Paula se tragó la indignación y repasó la lista de pacientes.
—El hombre con la indigestión...
—El señor Gregory.
—¿Es obeso?
—Tiene un problema de peso. Su masa corporal es de 29.4, pero está intentando perder diez kilos. Seguramente por eso tiene una indigestión. Con las dietas y el cambio de hábitos alimenticios, suele pasar.
—Pues me hubiera gustado saber eso antes de la consulta. ¡Yo pensé que podría ser una angina de pecho y resulta que come demasiados pepinos!
Pedro apartó la mirada.
—Tienes razón. Es que he tomado tantos analgésicos que no puedo concentrarme.
Paula se quedó boquiabierta. ¿Una disculpa? ¿Pedro Alfonso se estaba disculpando? Increíble.
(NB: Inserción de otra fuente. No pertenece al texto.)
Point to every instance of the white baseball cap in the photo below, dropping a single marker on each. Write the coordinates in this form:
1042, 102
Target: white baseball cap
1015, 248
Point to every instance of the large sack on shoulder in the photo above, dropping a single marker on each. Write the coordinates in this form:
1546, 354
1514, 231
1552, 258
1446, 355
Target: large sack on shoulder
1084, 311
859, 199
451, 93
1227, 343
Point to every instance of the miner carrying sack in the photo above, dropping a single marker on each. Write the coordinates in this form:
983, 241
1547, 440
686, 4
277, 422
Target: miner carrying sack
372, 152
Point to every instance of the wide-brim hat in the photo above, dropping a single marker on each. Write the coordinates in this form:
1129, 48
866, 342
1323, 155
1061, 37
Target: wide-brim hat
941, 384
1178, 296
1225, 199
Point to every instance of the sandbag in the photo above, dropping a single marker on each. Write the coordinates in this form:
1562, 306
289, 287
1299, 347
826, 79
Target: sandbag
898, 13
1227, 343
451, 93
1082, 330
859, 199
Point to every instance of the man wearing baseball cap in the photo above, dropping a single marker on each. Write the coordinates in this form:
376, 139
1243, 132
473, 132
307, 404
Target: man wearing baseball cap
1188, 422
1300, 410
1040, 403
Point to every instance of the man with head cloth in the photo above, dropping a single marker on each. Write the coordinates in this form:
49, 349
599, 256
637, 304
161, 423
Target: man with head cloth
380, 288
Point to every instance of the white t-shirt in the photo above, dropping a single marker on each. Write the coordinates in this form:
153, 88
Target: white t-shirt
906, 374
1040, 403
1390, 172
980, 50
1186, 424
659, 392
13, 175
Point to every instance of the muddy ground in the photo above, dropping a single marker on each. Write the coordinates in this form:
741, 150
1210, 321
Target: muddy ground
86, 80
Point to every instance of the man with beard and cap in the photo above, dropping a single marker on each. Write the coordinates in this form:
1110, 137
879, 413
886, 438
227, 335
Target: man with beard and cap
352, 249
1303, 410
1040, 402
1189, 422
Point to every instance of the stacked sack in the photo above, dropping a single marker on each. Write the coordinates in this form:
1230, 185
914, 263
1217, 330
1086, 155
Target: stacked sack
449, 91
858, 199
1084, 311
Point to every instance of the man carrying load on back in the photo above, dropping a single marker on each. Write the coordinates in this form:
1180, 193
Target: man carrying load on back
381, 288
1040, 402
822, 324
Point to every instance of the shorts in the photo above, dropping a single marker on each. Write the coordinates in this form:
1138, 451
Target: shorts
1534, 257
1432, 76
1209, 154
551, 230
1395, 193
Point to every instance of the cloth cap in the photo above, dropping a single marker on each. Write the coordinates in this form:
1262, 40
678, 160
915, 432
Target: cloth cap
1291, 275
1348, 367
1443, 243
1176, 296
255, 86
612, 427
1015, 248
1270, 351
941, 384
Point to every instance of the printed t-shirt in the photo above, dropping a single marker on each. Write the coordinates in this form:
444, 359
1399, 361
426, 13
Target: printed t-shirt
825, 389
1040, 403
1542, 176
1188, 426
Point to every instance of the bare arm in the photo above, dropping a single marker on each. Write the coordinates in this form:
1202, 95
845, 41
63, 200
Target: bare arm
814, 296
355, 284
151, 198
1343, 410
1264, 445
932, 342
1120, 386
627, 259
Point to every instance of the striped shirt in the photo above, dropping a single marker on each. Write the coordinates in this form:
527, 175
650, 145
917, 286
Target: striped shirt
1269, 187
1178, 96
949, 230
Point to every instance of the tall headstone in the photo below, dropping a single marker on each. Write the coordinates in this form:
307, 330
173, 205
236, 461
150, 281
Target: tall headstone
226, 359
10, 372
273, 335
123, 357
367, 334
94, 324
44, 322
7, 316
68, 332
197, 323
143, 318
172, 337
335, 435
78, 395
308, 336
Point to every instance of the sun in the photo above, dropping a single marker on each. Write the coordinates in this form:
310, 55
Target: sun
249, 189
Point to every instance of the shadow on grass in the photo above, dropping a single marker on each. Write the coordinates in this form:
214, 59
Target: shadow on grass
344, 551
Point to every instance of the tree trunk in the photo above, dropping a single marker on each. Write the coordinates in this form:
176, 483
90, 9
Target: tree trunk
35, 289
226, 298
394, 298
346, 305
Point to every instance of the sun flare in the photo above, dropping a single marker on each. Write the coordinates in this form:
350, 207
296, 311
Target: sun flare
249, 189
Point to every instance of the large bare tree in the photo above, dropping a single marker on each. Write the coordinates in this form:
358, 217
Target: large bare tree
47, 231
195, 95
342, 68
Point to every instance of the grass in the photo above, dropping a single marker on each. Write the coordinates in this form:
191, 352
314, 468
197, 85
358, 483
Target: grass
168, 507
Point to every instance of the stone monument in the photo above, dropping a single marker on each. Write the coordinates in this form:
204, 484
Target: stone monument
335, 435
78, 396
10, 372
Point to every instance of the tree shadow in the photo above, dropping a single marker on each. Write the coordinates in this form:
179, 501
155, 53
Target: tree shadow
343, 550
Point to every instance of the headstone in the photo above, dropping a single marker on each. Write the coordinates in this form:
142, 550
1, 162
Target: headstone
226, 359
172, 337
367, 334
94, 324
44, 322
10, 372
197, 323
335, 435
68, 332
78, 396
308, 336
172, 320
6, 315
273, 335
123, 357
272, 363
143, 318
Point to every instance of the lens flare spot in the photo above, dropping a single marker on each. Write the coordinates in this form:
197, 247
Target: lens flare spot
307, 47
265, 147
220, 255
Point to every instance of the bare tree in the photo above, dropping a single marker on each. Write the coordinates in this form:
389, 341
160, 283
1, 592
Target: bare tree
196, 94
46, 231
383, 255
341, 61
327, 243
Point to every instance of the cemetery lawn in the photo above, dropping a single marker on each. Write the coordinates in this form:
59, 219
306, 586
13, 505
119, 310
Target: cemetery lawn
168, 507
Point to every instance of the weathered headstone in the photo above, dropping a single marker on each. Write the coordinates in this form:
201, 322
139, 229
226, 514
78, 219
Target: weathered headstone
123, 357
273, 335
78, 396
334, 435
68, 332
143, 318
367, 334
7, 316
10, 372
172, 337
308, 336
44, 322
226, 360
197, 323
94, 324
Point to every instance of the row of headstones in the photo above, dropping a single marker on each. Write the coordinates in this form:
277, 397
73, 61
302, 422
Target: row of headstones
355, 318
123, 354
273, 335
—Ya que estás, podrías disculparte por lo que me has dicho sobre limpiar las baldosas con la lengua —dijo ella, aprovechando la oportunidad.
Pedro sonrió. Una sonrisa muy peligrosa.
—De eso nada —dijo, abriendo la puerta—. Sal del coche o llegaremos tarde.
—¿Vas a contarme algo sobre este paciente o tengo que ir a ciegas?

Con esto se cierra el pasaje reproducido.